The current data model of the core ontology is fairly well explored and relatively stable. It is designed to be applicable to various disciplines and has been validated against a diverse set of scenarios already. However, the concrete taxonomies and teir logical relations are work in progress and likely to change frequently in the forseeable future.
While the core ontology focuses on a mostly generic approach of describing learning material, the skill ontology uses concrete terms for generally accepted solutions to a specific problem domain.
It is relatively easy to find consent about a mutual exclusive and collectively exhausitve terminology for the core ontology when compared to defining actual skills. Skills typically refer to observable and practically useful applications of knowledge and abilities.
Being inherently more likely to be influenced by purpose, culture and language, it is way harder to agree on distinct
skills that collectively describe areas of learning. Ath the same time, developing concrete skills is a fundamentally
important part of learning.
EduGraph's solution is for this issue is to define skills as separate entities and in the terms from the core ontology.

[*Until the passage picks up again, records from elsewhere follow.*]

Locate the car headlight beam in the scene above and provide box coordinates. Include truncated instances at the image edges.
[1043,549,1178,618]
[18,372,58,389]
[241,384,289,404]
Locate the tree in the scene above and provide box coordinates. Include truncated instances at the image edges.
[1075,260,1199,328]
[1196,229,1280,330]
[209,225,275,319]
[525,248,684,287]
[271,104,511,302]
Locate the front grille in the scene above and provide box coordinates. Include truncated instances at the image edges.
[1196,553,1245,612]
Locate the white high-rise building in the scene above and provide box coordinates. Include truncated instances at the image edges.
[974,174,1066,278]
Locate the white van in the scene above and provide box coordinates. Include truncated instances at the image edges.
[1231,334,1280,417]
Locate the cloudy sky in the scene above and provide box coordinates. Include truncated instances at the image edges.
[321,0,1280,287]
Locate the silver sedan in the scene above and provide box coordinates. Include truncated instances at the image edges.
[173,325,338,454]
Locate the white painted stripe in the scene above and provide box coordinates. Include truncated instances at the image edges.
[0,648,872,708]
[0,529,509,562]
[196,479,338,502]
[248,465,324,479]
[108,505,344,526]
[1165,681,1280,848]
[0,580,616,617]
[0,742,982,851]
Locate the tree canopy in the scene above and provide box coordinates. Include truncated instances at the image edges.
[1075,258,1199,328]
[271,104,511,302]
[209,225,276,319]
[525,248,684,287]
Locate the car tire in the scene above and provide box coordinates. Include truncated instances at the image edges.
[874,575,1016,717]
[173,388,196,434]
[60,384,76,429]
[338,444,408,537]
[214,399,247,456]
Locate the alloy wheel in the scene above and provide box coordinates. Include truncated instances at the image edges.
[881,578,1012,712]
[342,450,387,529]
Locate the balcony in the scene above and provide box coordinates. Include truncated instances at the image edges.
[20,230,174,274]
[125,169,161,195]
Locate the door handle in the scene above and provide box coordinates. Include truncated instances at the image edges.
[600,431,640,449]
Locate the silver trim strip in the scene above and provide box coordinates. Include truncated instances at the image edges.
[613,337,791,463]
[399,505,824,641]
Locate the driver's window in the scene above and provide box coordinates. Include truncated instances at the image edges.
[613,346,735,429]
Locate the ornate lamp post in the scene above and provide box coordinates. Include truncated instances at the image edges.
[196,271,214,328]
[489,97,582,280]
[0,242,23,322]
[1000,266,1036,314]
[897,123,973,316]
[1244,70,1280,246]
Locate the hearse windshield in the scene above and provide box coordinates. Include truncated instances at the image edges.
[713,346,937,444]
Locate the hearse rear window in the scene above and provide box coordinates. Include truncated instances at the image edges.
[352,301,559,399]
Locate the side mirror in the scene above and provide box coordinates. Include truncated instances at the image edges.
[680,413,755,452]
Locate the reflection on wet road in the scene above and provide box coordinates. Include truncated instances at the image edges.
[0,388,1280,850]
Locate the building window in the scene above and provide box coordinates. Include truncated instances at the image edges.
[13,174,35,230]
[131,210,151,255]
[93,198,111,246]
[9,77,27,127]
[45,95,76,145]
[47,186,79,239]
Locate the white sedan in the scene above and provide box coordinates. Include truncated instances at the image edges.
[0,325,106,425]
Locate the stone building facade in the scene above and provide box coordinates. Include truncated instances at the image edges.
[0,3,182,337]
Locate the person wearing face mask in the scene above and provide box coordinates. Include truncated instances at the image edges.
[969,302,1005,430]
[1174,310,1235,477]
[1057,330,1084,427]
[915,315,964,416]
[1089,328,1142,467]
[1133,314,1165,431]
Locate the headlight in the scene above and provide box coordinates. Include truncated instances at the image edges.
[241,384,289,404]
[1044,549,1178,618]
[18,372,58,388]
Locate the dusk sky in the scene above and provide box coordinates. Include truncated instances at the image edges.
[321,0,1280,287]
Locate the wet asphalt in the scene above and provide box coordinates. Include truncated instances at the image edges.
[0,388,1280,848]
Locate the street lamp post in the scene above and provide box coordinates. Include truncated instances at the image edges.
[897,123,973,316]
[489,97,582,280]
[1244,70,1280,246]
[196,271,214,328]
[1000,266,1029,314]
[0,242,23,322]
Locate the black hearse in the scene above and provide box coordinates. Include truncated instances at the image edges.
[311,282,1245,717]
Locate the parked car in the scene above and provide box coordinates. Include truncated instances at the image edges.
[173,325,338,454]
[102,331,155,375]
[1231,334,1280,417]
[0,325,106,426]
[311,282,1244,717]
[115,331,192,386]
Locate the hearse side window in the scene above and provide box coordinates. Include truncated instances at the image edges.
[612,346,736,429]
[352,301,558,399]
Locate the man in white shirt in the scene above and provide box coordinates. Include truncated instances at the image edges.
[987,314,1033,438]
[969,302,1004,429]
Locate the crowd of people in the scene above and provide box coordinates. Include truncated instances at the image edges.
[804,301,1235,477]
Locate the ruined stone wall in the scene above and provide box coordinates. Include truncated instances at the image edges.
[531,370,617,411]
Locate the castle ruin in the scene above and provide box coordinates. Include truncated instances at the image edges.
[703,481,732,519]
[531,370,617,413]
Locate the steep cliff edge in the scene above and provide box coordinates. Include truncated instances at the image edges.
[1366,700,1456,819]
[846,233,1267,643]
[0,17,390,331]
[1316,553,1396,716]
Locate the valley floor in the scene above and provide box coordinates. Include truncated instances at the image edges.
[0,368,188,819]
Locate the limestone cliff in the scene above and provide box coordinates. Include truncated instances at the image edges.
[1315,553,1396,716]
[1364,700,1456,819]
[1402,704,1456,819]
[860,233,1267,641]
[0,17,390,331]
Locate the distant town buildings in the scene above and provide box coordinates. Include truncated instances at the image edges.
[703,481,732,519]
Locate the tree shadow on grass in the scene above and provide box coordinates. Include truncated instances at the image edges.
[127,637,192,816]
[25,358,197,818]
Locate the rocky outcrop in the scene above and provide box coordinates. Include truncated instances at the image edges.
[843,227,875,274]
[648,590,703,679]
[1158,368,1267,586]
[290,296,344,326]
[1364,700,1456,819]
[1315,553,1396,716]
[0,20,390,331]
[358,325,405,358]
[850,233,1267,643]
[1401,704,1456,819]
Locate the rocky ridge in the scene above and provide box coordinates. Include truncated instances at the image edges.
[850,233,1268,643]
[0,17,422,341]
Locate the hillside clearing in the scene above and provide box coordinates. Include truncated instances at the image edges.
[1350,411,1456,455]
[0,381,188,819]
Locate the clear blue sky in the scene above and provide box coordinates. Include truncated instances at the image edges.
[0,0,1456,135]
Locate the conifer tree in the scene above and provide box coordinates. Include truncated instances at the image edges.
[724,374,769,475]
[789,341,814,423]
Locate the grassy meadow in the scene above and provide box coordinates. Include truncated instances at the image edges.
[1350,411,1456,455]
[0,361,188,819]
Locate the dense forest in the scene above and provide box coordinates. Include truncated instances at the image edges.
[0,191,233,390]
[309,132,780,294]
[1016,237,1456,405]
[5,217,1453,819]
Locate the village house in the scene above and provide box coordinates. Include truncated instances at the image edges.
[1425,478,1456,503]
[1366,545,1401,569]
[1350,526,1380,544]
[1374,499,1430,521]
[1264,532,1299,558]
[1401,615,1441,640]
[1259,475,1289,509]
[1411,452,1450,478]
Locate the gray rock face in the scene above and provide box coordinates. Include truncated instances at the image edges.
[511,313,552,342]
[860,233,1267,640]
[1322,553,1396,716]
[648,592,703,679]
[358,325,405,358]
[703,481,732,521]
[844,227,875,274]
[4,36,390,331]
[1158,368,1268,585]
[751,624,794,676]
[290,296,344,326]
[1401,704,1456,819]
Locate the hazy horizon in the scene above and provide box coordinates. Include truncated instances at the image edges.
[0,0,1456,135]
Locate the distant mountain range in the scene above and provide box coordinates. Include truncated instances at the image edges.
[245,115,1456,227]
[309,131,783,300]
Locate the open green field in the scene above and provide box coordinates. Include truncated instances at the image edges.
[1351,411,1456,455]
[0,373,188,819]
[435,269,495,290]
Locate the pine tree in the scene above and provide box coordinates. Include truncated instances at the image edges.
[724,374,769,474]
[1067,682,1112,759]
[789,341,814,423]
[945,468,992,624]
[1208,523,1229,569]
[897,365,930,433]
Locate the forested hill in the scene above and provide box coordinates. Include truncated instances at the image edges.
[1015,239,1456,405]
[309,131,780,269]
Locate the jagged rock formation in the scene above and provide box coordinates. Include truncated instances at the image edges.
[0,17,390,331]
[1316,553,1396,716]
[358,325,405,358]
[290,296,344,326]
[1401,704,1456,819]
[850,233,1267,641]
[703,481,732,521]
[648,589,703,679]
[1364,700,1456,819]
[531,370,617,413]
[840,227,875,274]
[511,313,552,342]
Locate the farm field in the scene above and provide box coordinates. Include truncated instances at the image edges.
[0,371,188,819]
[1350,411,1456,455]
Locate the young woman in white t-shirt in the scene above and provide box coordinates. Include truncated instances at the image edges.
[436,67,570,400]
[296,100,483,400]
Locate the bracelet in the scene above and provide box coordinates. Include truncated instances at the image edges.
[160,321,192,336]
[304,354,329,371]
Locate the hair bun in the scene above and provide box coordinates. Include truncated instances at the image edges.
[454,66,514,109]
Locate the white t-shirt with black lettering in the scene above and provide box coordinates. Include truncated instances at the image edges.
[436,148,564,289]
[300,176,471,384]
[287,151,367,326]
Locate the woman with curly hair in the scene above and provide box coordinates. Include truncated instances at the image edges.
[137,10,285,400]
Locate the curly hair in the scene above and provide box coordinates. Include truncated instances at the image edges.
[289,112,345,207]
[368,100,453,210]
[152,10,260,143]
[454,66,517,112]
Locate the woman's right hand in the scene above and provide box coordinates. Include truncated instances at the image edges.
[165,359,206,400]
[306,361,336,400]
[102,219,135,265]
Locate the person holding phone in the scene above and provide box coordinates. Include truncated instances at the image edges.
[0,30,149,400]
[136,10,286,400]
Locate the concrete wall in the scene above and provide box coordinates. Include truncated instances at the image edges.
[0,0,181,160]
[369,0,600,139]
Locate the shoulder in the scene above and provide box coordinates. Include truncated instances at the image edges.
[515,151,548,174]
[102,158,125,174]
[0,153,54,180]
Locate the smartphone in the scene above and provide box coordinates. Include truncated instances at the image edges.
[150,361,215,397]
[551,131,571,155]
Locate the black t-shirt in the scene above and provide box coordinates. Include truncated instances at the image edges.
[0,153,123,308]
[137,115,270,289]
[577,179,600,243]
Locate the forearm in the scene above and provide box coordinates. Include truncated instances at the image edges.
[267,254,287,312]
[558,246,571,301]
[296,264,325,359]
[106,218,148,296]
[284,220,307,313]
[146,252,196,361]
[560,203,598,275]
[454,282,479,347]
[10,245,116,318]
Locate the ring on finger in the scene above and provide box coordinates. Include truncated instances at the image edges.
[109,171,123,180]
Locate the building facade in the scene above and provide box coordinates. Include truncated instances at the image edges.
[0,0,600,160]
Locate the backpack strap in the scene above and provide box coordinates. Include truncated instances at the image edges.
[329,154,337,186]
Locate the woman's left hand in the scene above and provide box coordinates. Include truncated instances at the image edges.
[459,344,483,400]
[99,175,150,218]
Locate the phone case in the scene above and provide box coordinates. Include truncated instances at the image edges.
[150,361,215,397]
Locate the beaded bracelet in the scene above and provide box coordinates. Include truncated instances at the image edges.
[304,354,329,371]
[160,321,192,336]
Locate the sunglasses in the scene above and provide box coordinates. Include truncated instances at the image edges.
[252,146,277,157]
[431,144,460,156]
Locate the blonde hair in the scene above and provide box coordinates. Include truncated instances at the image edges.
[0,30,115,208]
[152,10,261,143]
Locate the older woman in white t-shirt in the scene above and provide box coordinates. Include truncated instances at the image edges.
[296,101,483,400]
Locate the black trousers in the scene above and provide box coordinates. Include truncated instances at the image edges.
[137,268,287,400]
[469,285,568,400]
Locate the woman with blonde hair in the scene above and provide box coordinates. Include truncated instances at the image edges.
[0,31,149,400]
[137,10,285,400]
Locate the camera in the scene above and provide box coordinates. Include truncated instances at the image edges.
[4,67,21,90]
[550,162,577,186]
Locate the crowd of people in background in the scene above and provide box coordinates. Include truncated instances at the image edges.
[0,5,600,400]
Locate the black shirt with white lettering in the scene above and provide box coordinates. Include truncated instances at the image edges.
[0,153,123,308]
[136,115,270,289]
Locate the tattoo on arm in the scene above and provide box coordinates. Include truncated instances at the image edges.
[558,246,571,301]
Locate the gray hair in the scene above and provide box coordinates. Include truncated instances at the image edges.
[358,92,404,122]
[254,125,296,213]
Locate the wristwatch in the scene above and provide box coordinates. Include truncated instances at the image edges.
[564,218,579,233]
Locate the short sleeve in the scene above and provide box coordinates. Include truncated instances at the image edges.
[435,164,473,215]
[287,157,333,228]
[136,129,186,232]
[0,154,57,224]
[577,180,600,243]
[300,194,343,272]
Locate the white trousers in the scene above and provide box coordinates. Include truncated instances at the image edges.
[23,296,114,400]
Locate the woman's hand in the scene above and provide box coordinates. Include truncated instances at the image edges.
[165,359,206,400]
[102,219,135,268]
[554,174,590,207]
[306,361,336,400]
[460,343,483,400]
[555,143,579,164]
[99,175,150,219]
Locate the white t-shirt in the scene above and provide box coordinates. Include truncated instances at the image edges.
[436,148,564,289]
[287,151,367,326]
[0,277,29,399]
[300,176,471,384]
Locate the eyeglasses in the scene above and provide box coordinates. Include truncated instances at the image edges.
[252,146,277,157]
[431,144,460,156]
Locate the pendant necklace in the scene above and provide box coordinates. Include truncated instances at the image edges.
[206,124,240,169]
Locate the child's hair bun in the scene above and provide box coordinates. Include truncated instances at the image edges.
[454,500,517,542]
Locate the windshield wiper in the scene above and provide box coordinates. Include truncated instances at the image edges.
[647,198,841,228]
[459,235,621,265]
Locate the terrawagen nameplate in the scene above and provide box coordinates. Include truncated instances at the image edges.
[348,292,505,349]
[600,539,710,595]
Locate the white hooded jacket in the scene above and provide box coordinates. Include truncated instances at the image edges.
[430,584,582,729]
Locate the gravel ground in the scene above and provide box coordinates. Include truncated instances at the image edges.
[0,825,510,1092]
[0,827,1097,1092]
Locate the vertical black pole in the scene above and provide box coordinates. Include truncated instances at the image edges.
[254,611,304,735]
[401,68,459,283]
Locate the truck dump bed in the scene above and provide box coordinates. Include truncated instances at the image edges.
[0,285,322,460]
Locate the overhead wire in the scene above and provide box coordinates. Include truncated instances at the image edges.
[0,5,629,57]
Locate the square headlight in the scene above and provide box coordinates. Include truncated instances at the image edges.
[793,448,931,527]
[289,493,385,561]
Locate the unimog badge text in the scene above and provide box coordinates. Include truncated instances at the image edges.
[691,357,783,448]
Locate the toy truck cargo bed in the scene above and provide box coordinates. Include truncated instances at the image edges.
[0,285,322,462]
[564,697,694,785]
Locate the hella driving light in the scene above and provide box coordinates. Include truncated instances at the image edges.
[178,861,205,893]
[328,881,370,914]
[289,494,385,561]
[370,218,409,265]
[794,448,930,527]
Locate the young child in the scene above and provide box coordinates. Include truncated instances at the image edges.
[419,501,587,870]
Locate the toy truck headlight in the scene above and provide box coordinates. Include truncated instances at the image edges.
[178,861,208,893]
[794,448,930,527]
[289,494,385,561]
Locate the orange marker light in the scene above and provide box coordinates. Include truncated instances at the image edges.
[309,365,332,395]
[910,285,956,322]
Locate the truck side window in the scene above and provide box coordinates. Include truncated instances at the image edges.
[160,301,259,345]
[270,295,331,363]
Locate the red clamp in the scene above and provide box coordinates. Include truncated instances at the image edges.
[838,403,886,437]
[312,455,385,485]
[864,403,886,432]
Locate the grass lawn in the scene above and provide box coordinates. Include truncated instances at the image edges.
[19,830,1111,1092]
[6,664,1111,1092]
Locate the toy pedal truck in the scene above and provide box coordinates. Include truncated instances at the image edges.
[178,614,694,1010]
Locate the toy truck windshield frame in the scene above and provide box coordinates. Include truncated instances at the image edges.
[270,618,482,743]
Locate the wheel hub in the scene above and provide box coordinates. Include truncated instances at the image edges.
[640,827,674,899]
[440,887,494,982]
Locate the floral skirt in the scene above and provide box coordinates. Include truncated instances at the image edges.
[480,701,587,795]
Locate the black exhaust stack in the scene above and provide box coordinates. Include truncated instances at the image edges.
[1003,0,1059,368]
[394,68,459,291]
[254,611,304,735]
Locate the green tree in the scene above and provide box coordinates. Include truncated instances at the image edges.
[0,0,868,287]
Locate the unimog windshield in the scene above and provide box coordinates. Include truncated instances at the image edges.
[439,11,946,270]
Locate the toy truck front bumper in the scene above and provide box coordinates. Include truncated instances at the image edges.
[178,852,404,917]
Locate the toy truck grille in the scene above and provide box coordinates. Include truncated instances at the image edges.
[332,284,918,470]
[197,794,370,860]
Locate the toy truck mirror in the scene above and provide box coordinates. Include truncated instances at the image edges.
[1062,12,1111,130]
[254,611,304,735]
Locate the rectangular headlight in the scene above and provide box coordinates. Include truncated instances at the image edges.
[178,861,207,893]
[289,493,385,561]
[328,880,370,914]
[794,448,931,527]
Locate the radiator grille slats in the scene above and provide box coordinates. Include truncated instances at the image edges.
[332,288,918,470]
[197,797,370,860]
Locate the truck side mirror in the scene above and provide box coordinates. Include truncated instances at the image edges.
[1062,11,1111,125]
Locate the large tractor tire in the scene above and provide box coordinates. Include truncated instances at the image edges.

This allows for different flavors of skill ontologies, but at the same time makes it easy to map skills between the different flavors.
Defining skills in the terms of the core ontology further allows for an automated approach of identifying and naming skills with the help of generative AI, making it substantially more likely that such solutions successfully converge to a mutually exclusive and collectively exhaustive set of skills.
Defining skills in the terms of the core ontology also allows for skills to inherit all factual relations from the core ontology. As a consequence, the skill ontology only needs to define factual relations that specifically apply to that skill. This drastically reduces the need for relations in the skill ontology and keeps it significantly easier to manage.
The exact data model for defining skills is currently still experimental and likely to change in the near future. It is planned to provide generated skill ontologies as a reference in future releases.
Important: We are happy to develop this project as a community and want to make sure that every potential contributor fully understands how to contribute in a meaningful way. Before contributing, please create a Github issue to start the discussion.
The ontology is defined in the web ontology language (OWL). To ensure easy adoption with any tools, databases and libraries that support OWL and RDF, we provide various file formats in the releases.
When editing the ontology, only edit the source files (.ttl) in the repository. All other file formats will be automatically generated upon release. It is recommended to use Protege for editing and to use one of the shipped reasoners for validation purposes.
Pull requests can be submitted via the usual Github workflow using reasonably small iterative changesets. Pull requests will only be merged when changes were previously approved on a ticket.